After the gas pressure in the cavity reaches 10-16 mmHg (depending on the surgeon’s choice), the Veress needle is removed and the first trocar is inserted through the navel – a metal or plastic tube into which a trihedral or tapered probe is inserted. After puncturing the wall, the stylet is removed and inserted through the cannula (tube) into the endoscope and laparoscope. A laparoscope is a 10, 5 or 2 mm diameter (using a micro laparoscope) metal tube with a complex lens system and light guide. With attached miniature video cameras weighing 50-100 grams and powerful halogen or xenon light sources (illuminators), the entire operating team can observe the progress of the operation on a monitor screen.

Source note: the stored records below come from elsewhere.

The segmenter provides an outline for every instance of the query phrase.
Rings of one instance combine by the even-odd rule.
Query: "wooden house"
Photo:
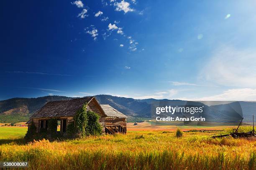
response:
[[[87,110],[100,116],[99,121],[102,133],[126,132],[127,116],[108,105],[100,105],[94,97],[48,102],[33,115],[26,124],[29,128],[33,122],[36,127],[35,132],[40,133],[49,130],[49,119],[57,119],[60,128],[56,127],[56,132],[65,135],[68,125],[74,122],[74,116],[85,103]]]

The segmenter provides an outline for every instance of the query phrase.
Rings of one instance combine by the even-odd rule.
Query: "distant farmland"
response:
[[[18,138],[26,128],[0,127],[0,162],[28,161],[29,170],[256,168],[255,138],[212,139],[208,136],[211,133],[204,132],[184,133],[177,138],[174,131],[142,130],[128,130],[126,135],[61,142],[42,140],[28,144]],[[16,132],[18,138],[3,139],[11,136],[8,130],[13,135]]]

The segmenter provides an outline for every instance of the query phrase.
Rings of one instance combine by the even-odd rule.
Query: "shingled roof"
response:
[[[68,100],[55,101],[47,102],[36,112],[30,119],[37,118],[54,118],[73,116],[83,105],[89,102],[94,97],[79,98]]]
[[[100,106],[108,117],[126,118],[127,116],[108,105],[100,105]]]

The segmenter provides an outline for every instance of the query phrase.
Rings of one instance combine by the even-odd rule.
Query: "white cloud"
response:
[[[198,35],[197,35],[197,39],[198,40],[201,40],[203,37],[204,37],[204,35],[202,34],[199,34]]]
[[[112,25],[111,23],[108,25],[108,30],[116,30],[118,28],[115,25],[115,24],[114,24]]]
[[[226,15],[226,16],[225,17],[225,19],[227,19],[228,18],[229,18],[230,17],[230,16],[231,16],[231,15],[230,15],[230,14],[227,14],[227,15]]]
[[[188,82],[179,82],[175,81],[169,81],[168,82],[171,82],[173,85],[179,86],[179,85],[194,85],[194,86],[200,86],[201,85],[197,85],[195,84],[189,83]]]
[[[99,16],[103,14],[103,12],[100,11],[99,11],[97,13],[95,14],[95,17],[98,17]]]
[[[70,76],[72,75],[67,75],[63,74],[57,74],[57,73],[47,73],[46,72],[33,72],[29,71],[6,71],[5,72],[8,73],[25,73],[25,74],[35,74],[41,75],[60,75],[65,76]]]
[[[114,5],[116,6],[115,10],[121,11],[123,10],[125,14],[128,12],[133,11],[134,10],[130,8],[130,3],[123,0],[120,2],[115,2]]]
[[[256,87],[256,50],[223,47],[204,64],[199,78],[218,85]]]
[[[128,66],[125,66],[125,68],[126,69],[131,69],[131,68]]]
[[[256,89],[249,88],[229,89],[222,93],[200,98],[180,98],[190,101],[250,101],[256,100]]]
[[[175,89],[171,89],[166,91],[155,92],[151,95],[142,96],[134,97],[135,99],[144,99],[154,98],[156,99],[173,99],[174,96],[178,94],[180,90]]]
[[[93,27],[93,26],[91,25],[91,27]],[[84,29],[86,31],[87,29]],[[92,35],[92,37],[93,38],[93,40],[96,40],[97,39],[97,36],[98,36],[98,30],[96,29],[95,27],[93,27],[92,30],[90,31],[89,30],[86,31],[86,33]]]
[[[76,0],[71,3],[73,5],[75,5],[78,8],[83,8],[84,7],[84,4],[83,2],[81,0]]]
[[[93,94],[89,93],[86,92],[79,92],[79,93],[83,94],[84,95],[93,95]]]
[[[83,19],[85,18],[85,17],[87,17],[88,16],[88,15],[86,15],[86,13],[87,12],[87,10],[86,9],[83,9],[83,10],[78,14],[78,15],[77,15],[78,17],[80,17],[81,18]]]
[[[100,19],[100,20],[101,20],[101,21],[106,21],[107,20],[108,20],[108,17],[103,17],[103,18],[102,18]]]
[[[46,91],[51,91],[53,92],[66,92],[64,91],[61,91],[59,90],[54,90],[54,89],[45,89],[45,88],[25,88],[31,89],[36,89],[36,90],[46,90]]]
[[[122,28],[118,28],[118,30],[117,31],[118,34],[120,34],[121,35],[123,34],[123,31],[122,30]]]

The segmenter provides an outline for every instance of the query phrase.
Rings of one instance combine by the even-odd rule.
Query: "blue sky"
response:
[[[0,100],[256,100],[251,1],[28,0],[1,8]]]

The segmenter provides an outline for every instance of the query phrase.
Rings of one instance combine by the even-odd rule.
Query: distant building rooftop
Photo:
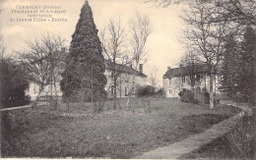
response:
[[[173,77],[188,76],[191,68],[192,68],[191,66],[185,66],[185,67],[169,69],[163,75],[162,78],[166,79],[166,78],[173,78]],[[207,71],[208,71],[208,66],[206,64],[194,65],[195,74],[207,73]]]

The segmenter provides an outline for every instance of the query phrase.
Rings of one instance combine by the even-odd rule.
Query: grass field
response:
[[[145,99],[144,99],[145,100]],[[149,99],[146,99],[148,101]],[[182,103],[178,99],[150,99],[144,106],[134,98],[124,109],[104,108],[93,114],[89,104],[48,105],[5,114],[4,157],[132,158],[199,133],[239,112],[218,105]],[[108,103],[106,103],[108,104]]]

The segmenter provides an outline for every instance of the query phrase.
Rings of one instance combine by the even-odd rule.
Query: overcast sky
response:
[[[143,0],[89,0],[93,10],[96,27],[100,30],[107,25],[110,18],[120,17],[126,24],[135,11],[147,15],[153,26],[153,32],[149,37],[147,48],[150,58],[144,66],[145,73],[148,69],[156,67],[159,69],[160,84],[161,78],[166,72],[167,66],[175,67],[183,54],[183,49],[178,42],[178,35],[182,27],[179,15],[181,7],[156,8],[141,3]],[[53,32],[67,39],[69,46],[71,35],[75,30],[80,11],[85,0],[6,0],[3,4],[4,11],[1,14],[0,29],[4,33],[8,52],[22,50],[26,47],[26,40],[39,37],[46,32]],[[67,13],[63,17],[68,21],[65,23],[14,23],[11,17],[19,17],[11,14],[17,5],[60,5]],[[21,14],[20,14],[21,15]],[[21,15],[25,17],[24,15]]]

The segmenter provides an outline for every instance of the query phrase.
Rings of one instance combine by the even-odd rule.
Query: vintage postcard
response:
[[[255,158],[255,0],[0,0],[2,158]]]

After introducing the laparoscope, inspect the abdominal cavity and insert 2-4 more trocars under visual control. The point of trocar introduction depends on the organ being operated on and the type of intervention – in cholecystectomy, the trocar is inserted in the upper abdomen below the costal arch, in gynecological surgery – in the lower abdomen.
In principle, instruments with a length of 30-40 cm and a diameter of 2 to 12 mm can perform all the same operations as conventional surgical techniques. Retention, abduction to the side, capture of the organ with clips, release and separation of the organ from surrounding tissue (dissection) by means of dissectors, endoscopic scissors and electrosurgical instruments, with the help of coagulation, relative cessation of bleeding small vessels. Coagulation – proteins fold under the influence of high-frequency alternating current, so the lumen of the blood vessel closes. Bleeding from large vessels can be stopped by clipping (using titanium clips), banding with suture material, and suturing with an endoscopic stapler
Endoscopic staplers play a very important role in endoscopic surgery – this may seem unusual, but instead of a scalpel the surgeon is holding a needle holder for much longer – The process of stitching, suturing, and bandaging takes much more time than tissue dissection. A skilled surgeon can tie approximately 60 safety knots per minute, or one knot per second. Meanwhile, in endoscopic surgery, the surgeon’s hands are replaced by slender instruments that are much more difficult to tie. So, for example, the European Association of Physicians and Surgeons set a standard – tie a triple knot in 40 seconds. So this was a revolutionary innovation that played a very important role in expanding the scope of endoscopic interventions, the staplers. Surgeons can perform inter enteric anastomoses with one motion of the hand, sealingly pass through the intestine, suture bleeding vessels, etc., instead of the long and sometimes almost impossible manual endoscopic suturing. It has become technically possible to perform any surgical operation by endoscopic surgical approach with the help of a stapler.